Posted Jan 30, 2014 20:34 UTC (Thu) by vonbrand (subscriber, #4458) [Link] (1 responses)

Licenses like GPL operate in the range regulated by copyright law. If the PPL says the software can't be used unless wearing purple pajamas, that restriction is void as copyright doesn't cover use, only copying and distribution. Likewise, coyright covers copying of a particular work, not if it is shipped together with other stuff (unless it becomes a part of a greater whole, in which case you are talking about coyright on the collection as such). And I believe there are some "reasonableness" conditions in what the license might demand.

In what is wrongly called "software licenses" (which are really contracts) you can agree to more stringent conditions.

GCC, LLVM, and compiler plugins

Posted Jan 30, 2014 20:44 UTC (Thu) by DOT (subscriber, #58786) [Link]

Right, my mistake.
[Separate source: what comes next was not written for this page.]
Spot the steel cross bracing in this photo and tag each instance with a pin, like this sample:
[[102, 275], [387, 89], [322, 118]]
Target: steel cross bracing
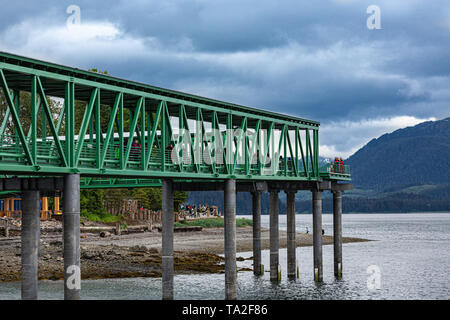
[[179, 135]]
Still, this only changes my argument slightly: a copyright license can still demand anything in return for giving you permission to copy or distribute. It may demand that you don't link it with proprietary software just like it may demand that you wear purple pajamas while doing the distributing.

This does restrict the power of the GPL: it cannot say anything about linking the program with a proprietary one on you own system. But it can say just fine that it considers such linking a BadThing, and it may not be distributed while it is a BadThing.